Our phenotypic analysis of the adult A2B5+ cells indicate that such cells are further along the OLG lineage than their fetal counterparts but remain less differentiated in vitro than the mature OLGs isolated from the adult human CNS. This comparative analysis was performed after cells were maintained in culture for 5 to 7 days under relatively basal culture conditions supplemented with growth factors (bFGF and T3) that are considered to promote cell survival and proliferation rather than differentiation.24,25 A small proportion (5 to 10%) of the adult A2B5+ cell population morphologically distinct from the CD68 microglia expressed NG2+, which is found later in the OLG progenitor lineage than is A2B5, showing the persistence of the progenitor characteristic on these cells. This population was smaller than in fetal A2B5+ cells (10 to 20% of cells). Up to 20% of adult A2B5+ cells expressed OLG lineage markers (GalC, MAG) as determined by immunostaining; such expression was rarely seen in the fetal A2B5+ cells. Unlike the fetal A2B5+ population, the adult A2B5+ cells did not co-express, in our culture conditions, neuron (β-Tub-III) or astrocyte (GFAP) markers, again indicating that these A2B5+ cells were less pluripotential than their fetal counterparts. A small proportion of the mature OLGs expressed A2B5. Whether this represents persistence of A2B5 expression or dedifferentiation is not resolved; a similar cell phenotype has been described in the rodent system.26,27 The A2B5+ cells in the mature OLG fraction did extend processes similar to the non-A2B5-expressing cells.

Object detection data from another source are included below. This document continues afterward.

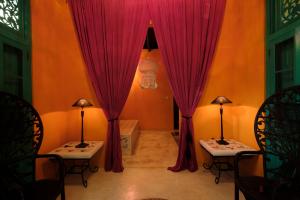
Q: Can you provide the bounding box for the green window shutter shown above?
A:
[0,0,31,101]
[265,0,300,178]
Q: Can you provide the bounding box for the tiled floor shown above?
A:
[66,133,242,200]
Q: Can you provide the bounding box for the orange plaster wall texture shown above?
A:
[31,0,107,176]
[194,0,265,173]
[31,0,265,175]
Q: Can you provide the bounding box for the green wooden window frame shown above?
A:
[0,0,32,102]
[265,0,300,178]
[266,0,300,96]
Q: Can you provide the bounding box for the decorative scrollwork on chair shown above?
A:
[235,86,300,200]
[0,92,65,200]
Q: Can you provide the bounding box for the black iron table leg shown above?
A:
[65,159,99,188]
[203,156,233,184]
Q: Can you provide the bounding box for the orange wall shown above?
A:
[31,0,107,178]
[194,0,265,175]
[31,0,265,175]
[120,49,173,131]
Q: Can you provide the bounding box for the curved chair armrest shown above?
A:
[234,151,263,180]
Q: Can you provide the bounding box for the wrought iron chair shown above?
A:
[235,86,300,200]
[0,92,65,200]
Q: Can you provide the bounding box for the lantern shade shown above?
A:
[72,98,93,108]
[72,98,93,148]
[211,96,232,105]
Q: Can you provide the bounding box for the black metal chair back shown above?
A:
[0,91,65,200]
[254,86,300,180]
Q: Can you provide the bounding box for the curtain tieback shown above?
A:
[181,115,192,119]
[108,117,119,122]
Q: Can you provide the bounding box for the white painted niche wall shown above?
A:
[138,56,158,89]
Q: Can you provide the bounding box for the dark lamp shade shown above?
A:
[72,98,93,108]
[211,96,232,105]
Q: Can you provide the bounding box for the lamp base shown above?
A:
[75,142,89,148]
[217,140,229,145]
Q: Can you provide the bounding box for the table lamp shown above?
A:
[72,98,93,148]
[211,96,232,145]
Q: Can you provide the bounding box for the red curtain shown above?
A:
[69,0,149,172]
[148,0,226,171]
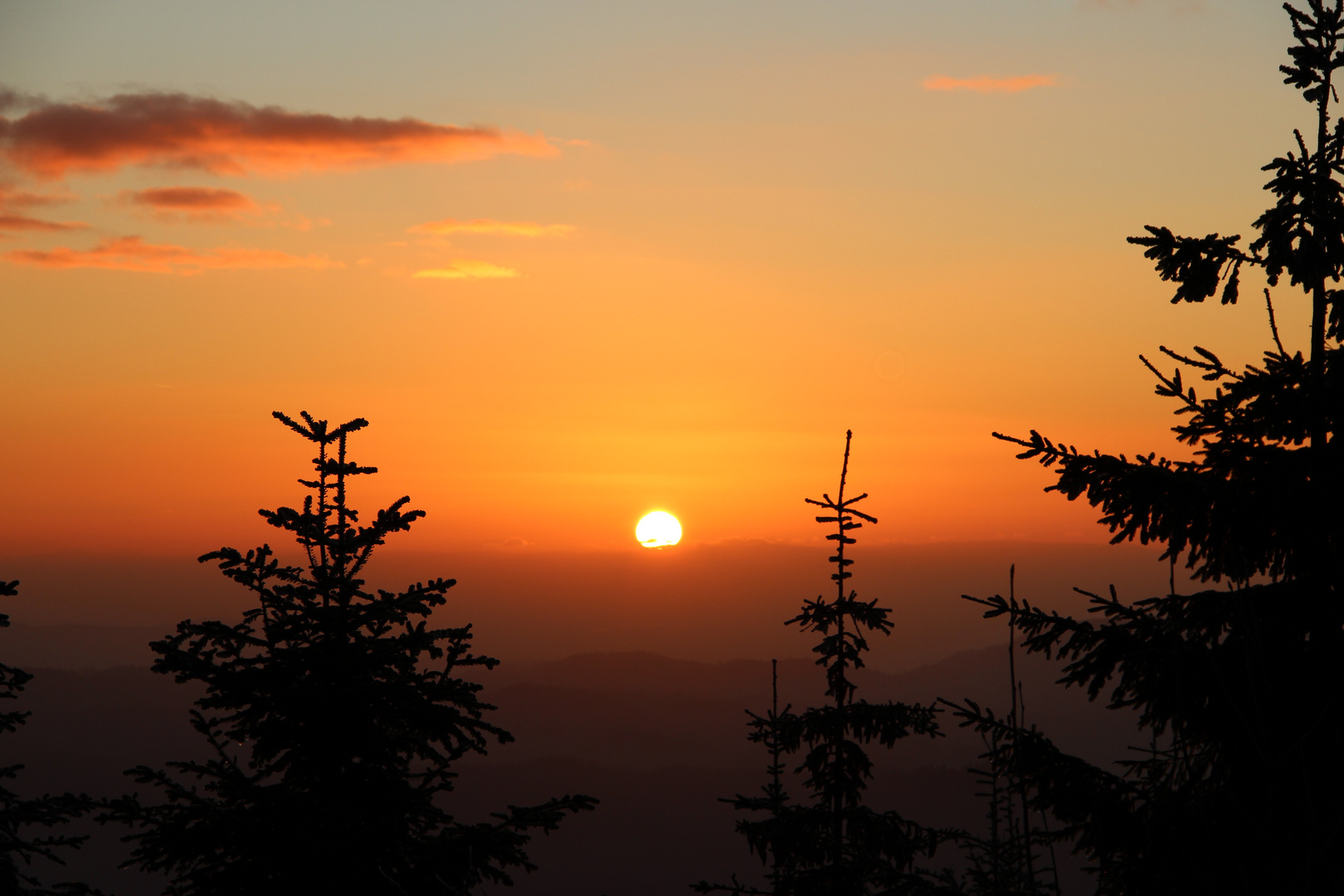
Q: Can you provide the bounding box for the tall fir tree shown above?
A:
[113,411,597,896]
[936,566,1063,896]
[694,431,946,896]
[946,0,1344,896]
[0,580,97,896]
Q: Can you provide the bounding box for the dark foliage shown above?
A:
[99,412,597,896]
[0,580,97,896]
[937,567,1067,896]
[695,432,947,896]
[961,0,1344,894]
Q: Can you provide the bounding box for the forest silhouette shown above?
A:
[0,0,1344,896]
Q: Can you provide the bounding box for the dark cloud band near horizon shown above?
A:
[0,89,558,180]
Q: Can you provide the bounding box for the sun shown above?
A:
[635,510,681,548]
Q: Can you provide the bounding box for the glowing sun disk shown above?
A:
[635,510,681,548]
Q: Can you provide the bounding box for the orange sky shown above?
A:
[0,0,1307,556]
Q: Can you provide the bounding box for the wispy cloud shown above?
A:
[406,217,574,236]
[0,211,89,234]
[4,236,343,274]
[411,260,518,280]
[0,93,559,178]
[0,181,89,234]
[119,187,256,212]
[113,187,267,230]
[921,75,1059,93]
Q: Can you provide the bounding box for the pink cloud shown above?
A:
[0,211,89,234]
[921,75,1059,93]
[119,187,256,212]
[0,93,559,178]
[4,236,343,274]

The flow cytometric analysis conducted on the fetal A2B5+ cells indicated that the immunomagnetic bead procedure was selecting for cells with relatively high expression of A2B5 and that only this population contained cells co-expressing OLG lineage markers (O4). Our overall results derived from samples ranging from 14- to 23-week-old tissues, denote that the younger samples had fewer neurons and astrocytes, indicating the increased pluripotential capacity earlier in development. Our RNA-based analyses also support that the adult A2B5+ cells were further along in the myelin lineage than their fetal counterparts but yet retained progenitor properties compared to mature OLGs. We compared RNA collected immediately after magnetic bead isolation from adult and fetal materials with RNA derived from mature OLGs cultured for 5 to 7 days. Our results indicated that the adult and fetal A2B5+ cells, but not the mature OLGs, expressed the immature lineage genes NG2 and PDGF-Rα. Conversely, the adult A2B5+ cells expressed the mature myelin-associated genes MOG and MBP, that were also present in mature OLGs but not in the fetal A2B5+ cells. Moreover, the fetal A2B5+ cells did not express any isoform of PLP whereas the adult A2B5+ cells and mature OLGs expressed both the DM20 and the full length isoforms, with the later being dominant.

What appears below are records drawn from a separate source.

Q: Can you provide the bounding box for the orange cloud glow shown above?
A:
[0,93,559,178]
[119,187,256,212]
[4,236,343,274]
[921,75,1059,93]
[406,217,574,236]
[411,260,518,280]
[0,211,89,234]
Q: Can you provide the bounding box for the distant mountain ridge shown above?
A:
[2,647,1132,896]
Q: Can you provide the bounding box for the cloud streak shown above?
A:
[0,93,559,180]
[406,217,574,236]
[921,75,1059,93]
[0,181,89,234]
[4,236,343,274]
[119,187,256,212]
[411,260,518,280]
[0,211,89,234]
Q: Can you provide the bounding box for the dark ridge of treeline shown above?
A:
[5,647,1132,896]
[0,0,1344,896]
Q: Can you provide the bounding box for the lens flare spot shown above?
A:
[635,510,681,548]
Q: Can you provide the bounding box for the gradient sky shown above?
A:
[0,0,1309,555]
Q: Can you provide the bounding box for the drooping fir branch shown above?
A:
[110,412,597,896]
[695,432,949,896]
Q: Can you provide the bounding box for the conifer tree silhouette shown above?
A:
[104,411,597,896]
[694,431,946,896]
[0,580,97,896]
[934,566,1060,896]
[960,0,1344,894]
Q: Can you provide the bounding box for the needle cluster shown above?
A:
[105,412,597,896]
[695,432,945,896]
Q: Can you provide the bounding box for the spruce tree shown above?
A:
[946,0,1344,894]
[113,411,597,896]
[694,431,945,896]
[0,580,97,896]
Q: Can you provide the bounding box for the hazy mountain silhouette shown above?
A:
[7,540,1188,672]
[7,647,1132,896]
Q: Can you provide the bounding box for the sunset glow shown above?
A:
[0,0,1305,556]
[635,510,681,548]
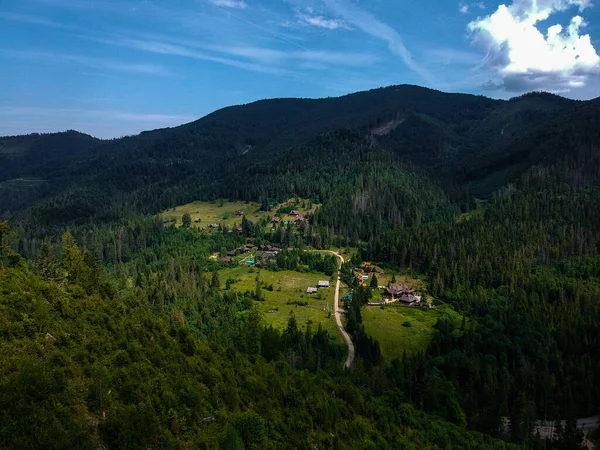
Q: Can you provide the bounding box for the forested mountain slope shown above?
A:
[0,222,517,449]
[0,85,577,227]
[0,86,600,449]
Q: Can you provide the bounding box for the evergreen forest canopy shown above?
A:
[0,85,600,449]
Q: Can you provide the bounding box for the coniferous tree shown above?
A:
[181,213,192,228]
[33,239,64,283]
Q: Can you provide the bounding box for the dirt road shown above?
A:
[327,250,354,367]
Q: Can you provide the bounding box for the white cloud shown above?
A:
[458,2,485,14]
[0,48,172,76]
[296,11,348,30]
[209,0,248,9]
[0,105,197,138]
[469,0,600,92]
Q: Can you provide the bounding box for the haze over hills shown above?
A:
[0,85,597,227]
[0,85,600,450]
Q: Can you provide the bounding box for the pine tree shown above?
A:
[33,239,64,282]
[62,230,87,283]
[210,270,221,289]
[181,213,192,228]
[371,275,379,288]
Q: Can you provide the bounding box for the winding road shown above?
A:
[317,250,354,367]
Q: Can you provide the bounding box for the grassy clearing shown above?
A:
[219,265,342,343]
[361,305,462,361]
[161,199,319,228]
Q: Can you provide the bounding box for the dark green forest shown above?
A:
[0,86,600,449]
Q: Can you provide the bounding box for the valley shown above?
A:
[0,85,600,450]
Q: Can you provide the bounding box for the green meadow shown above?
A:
[219,263,342,343]
[160,199,319,228]
[361,304,462,361]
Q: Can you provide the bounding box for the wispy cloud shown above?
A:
[424,48,483,66]
[208,0,248,9]
[0,11,65,28]
[0,48,172,76]
[324,0,435,84]
[87,30,377,75]
[0,105,197,138]
[96,37,293,75]
[296,12,349,30]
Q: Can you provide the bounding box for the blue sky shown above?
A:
[0,0,600,138]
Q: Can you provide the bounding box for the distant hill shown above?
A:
[0,85,596,229]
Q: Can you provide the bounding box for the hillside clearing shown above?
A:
[160,199,320,228]
[361,305,461,361]
[218,265,342,343]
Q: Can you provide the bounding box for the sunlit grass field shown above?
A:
[161,200,319,228]
[361,304,462,361]
[219,264,342,343]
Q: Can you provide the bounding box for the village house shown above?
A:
[383,284,420,306]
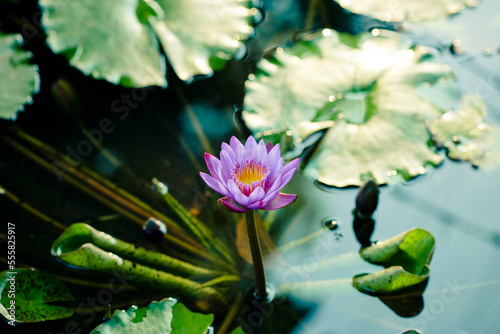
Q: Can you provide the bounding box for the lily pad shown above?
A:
[91,298,214,334]
[40,0,252,87]
[243,29,457,187]
[0,32,40,120]
[352,265,430,296]
[360,228,434,275]
[150,0,253,81]
[40,0,166,87]
[428,94,500,169]
[0,269,74,323]
[336,0,480,22]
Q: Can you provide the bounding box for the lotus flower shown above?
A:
[200,136,300,212]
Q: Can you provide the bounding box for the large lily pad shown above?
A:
[146,0,252,80]
[40,0,252,87]
[0,269,74,323]
[360,228,434,275]
[91,298,214,334]
[0,32,40,120]
[243,29,457,187]
[352,266,430,296]
[429,94,500,168]
[336,0,480,22]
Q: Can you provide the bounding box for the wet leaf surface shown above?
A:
[0,269,74,323]
[91,298,214,334]
[0,32,40,120]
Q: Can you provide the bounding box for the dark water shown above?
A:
[0,0,500,334]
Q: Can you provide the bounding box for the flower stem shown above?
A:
[245,210,267,299]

The functional properties (survival and differentiation) of the adult A2B5+ cells also indicated distinct properties that would reflect on their capacity to contribute to the process of remyelination. The adult A2B5+ cells retained the capacity to enter the cell cycle as assessed by BrdU uptake, but at a significantly lower level than the fetal A2B5+ cells. These observations are consistent with rodent studies showing that adult myelin progenitor cells have reduced proliferation and survival capacity than progenitors derived from the more immature brain28 and that with age the OLG precursors showed a declining ability to repopulate tissues.29 We did not observe any BrdU incorporation by the mature OLGs including the previously mentioned small proportion that expressed A2B5, consistent with the postmitotic characteristic of these cells. Unlike the adult A2B5 cells, these human mature OLGs survive indefinitely in culture. The long-term survival of the mature human OLGs in vitro would seem to contrast with experience using similar rodent-derived cells. Most available rodent data have been generated using OLGs that have been matured in vitro.28,30–32 Previously we33 reported, consistent with results of Armstrong and colleagues34 that immediately on isolation a proportion of cells within the mature OLG fraction express early myelin lineage markers (A007) and not mature markers (MBP). Armstrong and colleagues34 speculated this may represent dedifferentiation of the cells during the isolation procedure. The A2B5-expressing mature OLGs observed in this study showed sustained survival and process outgrowth.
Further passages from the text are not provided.